Syngenta a particulièrement étudié l´utilisation du chlorothalonil dans ce type de stratégie. Notamment en Irlande en situation de très forte pression de maladie à cause du climat océanique et humide et sur des parcelles avec des souches de Septoria tritici résistantes aux strobilurines. En double application à six semaines d´intervalle, le mélange époxiconazole (75 g) + azoxystrobine (200 g) + chlorothalonil (500 g/ha) montre la plus forte efficacité (98 %) devant les molécules en solo (moins de 50 % pour les strobilurines) ou l´époxiconazole + azoxystrobine (89 %). Le chlorothalonil doit être utilisé en préventif et son mélange avec une strobilurine seule est déconseillé.

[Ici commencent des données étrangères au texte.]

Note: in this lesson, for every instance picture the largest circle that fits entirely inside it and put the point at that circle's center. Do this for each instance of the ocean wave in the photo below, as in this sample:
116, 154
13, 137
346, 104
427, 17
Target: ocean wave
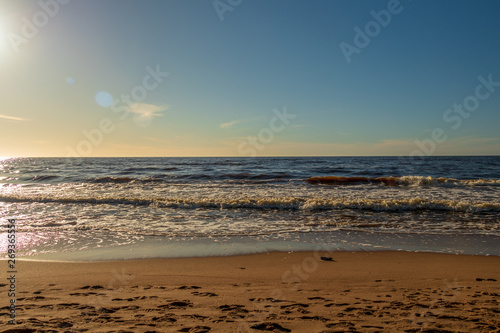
280, 203
404, 180
125, 179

Pour cause de réglementation drastique sur les mélanges, il n´est pas possible de mélanger des fongicides à base de chlorothalonil avec des produits comme Opus, Opéra... « Mais le chlorothalonil peut être utilisé avec tous les produits à base de strobilurines (azoxystrobine, picoxystrobine) de Syngenta », précise Sylvaine Gate, non sans malice. Le chlorothalonil a plus de trente ans d´âge. Dans le cadre de la révision des substances actives, il est en cours de réexamen sur le plan européen et rien ne garantit que son autorisation d´usage ne soit prolongée. Le verdict sera rendu en 2004.